"If a school is comprised of 9 classes and each class has 65 pupils in it, how many pupils are there in the school?"
"How did you get that answer?"
"Well you times 65 by 9 because there are 9 classes. Then you double the number."
"Why did you double it?"
*exacerbated* "Because we all have 2 pupils" (pointing to their eyes) "duh!"
'Fashion on the Field' - today the teachers donned fascinators.
"Miss M Halloween was yesterday. You should have taken your costume off by now."
"This year marks 400 years since William Shakespeare died. An English poet, playwright and actor that is regarded as the greatest writer in the English language."
"So Miss M...would you say that Taylor Swift is like our William Shakespeare because she has written stuff that people will be talking about in 400 years?"
A proud moment. I have clearly educated my students about the most important figures of our lifetime.
"Miss M I think I owe you an apology. I went to get some sticky tape from your desk at lunch and accidentally spilt water on the papers on your desk. Everything is reddy pink now. Is that normal?"
"Miss M I know you told us not to play with iPads during inside play but I did and I dropped it. The screen cracked. Can you fix it?"
"Miss M I didn't want to go to the toilet in the rain at recess and lunch and now a little wee came out because I've been holding on for so long. What should I do?"

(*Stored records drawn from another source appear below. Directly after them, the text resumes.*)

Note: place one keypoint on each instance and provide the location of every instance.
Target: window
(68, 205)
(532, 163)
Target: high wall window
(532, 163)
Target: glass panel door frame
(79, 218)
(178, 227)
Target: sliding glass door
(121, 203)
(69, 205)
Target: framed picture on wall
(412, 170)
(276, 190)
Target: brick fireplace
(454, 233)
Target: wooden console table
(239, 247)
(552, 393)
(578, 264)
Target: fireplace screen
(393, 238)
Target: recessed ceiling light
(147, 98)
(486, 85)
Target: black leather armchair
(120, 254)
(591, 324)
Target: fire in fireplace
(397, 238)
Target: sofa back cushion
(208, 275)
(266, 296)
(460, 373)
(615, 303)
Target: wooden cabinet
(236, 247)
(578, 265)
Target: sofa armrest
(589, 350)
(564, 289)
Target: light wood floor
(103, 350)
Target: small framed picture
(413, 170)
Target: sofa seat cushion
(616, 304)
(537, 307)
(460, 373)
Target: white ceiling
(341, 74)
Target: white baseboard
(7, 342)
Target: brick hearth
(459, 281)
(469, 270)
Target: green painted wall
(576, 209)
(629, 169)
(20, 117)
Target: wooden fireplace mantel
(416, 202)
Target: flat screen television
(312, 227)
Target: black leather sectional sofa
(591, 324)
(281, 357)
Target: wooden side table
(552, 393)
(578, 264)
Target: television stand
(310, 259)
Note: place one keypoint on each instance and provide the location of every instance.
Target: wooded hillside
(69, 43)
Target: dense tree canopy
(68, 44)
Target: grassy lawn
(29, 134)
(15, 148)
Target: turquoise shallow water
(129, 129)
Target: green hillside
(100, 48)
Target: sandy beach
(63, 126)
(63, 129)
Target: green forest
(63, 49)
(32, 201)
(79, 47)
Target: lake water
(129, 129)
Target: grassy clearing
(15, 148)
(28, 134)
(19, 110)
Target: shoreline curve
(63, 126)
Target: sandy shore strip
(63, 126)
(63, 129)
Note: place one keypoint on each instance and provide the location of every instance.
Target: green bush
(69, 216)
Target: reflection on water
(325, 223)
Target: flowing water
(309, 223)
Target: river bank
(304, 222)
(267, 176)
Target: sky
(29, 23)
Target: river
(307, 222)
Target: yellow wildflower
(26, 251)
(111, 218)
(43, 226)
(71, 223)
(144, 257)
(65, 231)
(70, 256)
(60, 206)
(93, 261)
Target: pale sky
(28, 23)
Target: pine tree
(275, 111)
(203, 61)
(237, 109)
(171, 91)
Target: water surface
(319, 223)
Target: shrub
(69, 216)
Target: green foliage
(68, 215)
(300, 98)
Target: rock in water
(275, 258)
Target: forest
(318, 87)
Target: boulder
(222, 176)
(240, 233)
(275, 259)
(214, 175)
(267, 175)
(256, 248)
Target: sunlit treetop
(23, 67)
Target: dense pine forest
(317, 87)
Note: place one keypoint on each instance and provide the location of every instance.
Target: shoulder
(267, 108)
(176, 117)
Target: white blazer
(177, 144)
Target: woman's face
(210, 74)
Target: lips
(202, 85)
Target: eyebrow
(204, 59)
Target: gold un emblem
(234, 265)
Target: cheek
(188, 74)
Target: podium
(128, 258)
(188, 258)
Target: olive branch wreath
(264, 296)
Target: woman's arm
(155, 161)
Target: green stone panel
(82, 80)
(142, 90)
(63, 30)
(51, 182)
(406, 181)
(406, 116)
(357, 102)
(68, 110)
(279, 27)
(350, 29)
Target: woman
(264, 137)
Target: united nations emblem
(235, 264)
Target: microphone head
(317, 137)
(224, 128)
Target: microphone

"Miss M I dropped my rice cup on the floor and I can't pick up all the grains. Does soy sauce stain?"
"When I was waiting for my sister to get ready this morning I put some of dad's smelly spray on my neck and I put some of his sticky gel in my hair. It was quite fun."
"Dressing up is fun, isn't it?"
"Yeah, whenever I go to my Grandma's, I always put on her bras and heels!"
After 4 years of university I thought I was ready to be a teacher, after graduation I had the certificate to prove it, after a job acceptance I was sure I was a teacher, after a child vomited on me today I accepted I am a teacher.
"Miss M I'm so tired!! 60% of the time I go to bed at 10pm, 50% of the time I try to go to bed at 9pm, but 30% of the time I stay awake until 11pm."
"Miss M did you just see that hot guy?"
"That shirtless guy we just passed that was mowing his lawn. He had tattoos all over his torso. I'm just telling you that he had lots of muscles and I know that's some peoples gizz. If you don't have a boyfriend he could become yours."
"Miss M, he just swore at me. He called me the g word!!!"
"Alright boys, come over here"..."exactly what did he say to you?"
[Through loud sobs]..."He said I was a big g...g...jerk!"
"Miss M you have such a big scar on your leg. You should reconsider today's choice of a skirt as it's not very pleasant to look at. I would recommend returning to your black trousers tomorrow."